Bjørn Sigurd Østern (b. 1938)
A new look
In the early 1960s, the David-Andersen Company again needed a new dynamic designer to modernize the company image and update the production lines along with the recent development of taste. Bjørn Sigurd Østern was chosen, and he was to work with the company on a regular basis 1961-73 as well as from 1974 until 1985. Studying at the National College of Art and Design (NCAD) 1956-61, Østern had been awarded ‘Best Student’. He spent 1963 in the US on a scholarship from the diamond company ‘de Beers Consolidated Mines’ and he helt exhibitions in New York in 1964 and 1965. Østern, and Harry Sørby, who had been with David-Andersen sinse 1929, were the leading designers of the company in the sixties and seventies, contributing to a new and modern look that continued the company’s already strong tradition of Scandinavian Design.
The David-Andersen Trolls
This was an era of new interest in jewelry with a particular focus on silver. At his best, Østern’s style is vigorous with personal qualities in daring colors and structures. When in 1964 D-A launched the Troll Series, Bjørn Sigurd Østern contributed together with five other designers working with the David-Andersen company or with the studio of Uni David-Andersen. One of Østern’s most well known pieces, a stylized boat shaped silver pendant named Bjørns Lykkebåt (Bjørns Ship of Good Fortune) was part of this series. With a Norwegian blue/green Amazonite or red/pink Thulite at it’s center, it points towards the typical Østern design from this period, featuring bold silver combining the Scandinavian Design of the 1950s with stones or monochrome enamel. In 1966 Østern lounched a new series of jewelry in silver, characterized by the use of enamel in bright colors and modern but also nostalgic forms inspired by ancient Nordic symbols. Although Østern was of the greatest importance for the jewelry design at David-Andersen, he also designed corpus pieces/silver hollow-ware. Sometimes sculpturous jewelry in a playful way borrowed their forms from the corpus production.

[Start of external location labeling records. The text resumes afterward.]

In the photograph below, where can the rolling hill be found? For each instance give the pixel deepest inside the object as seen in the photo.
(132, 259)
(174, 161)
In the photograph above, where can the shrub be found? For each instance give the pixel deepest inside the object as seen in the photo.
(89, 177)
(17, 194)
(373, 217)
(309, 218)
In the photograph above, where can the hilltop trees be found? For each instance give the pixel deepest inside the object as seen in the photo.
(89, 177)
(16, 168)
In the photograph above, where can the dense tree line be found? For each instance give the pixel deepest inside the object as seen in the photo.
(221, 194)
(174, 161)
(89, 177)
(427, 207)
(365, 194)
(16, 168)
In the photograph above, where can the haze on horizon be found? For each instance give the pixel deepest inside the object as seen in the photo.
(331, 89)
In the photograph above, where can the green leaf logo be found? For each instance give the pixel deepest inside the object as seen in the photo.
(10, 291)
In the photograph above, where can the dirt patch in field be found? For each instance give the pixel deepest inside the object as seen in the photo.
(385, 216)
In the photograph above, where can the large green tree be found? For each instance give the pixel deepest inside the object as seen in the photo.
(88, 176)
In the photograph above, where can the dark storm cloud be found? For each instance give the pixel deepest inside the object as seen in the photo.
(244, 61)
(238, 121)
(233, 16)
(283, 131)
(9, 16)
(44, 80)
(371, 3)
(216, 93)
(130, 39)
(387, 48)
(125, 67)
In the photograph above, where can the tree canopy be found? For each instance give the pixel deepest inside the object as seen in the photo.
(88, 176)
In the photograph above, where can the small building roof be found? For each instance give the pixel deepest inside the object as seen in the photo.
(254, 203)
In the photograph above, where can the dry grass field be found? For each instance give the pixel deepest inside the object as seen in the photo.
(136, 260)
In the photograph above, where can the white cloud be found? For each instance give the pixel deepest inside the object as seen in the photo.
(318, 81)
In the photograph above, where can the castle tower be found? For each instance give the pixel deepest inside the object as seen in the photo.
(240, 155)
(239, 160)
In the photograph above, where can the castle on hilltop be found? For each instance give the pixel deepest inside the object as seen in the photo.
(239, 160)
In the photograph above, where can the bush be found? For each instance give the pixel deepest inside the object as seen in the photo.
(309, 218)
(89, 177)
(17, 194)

In 1973-74 Bjørn Sigurd Østern worked with the company of Per Killingmo, Oslo, where he designed some very characteristic pieces of kinetic jewelry, repetitively put together of smaller elements.
The Østern workshop
The style, being experimental and highly expressive, bridges the later small scale production of hand made jewelry from Østern’s own workshop, which he has run since 1960, using techniques demanding countless hours of patient work.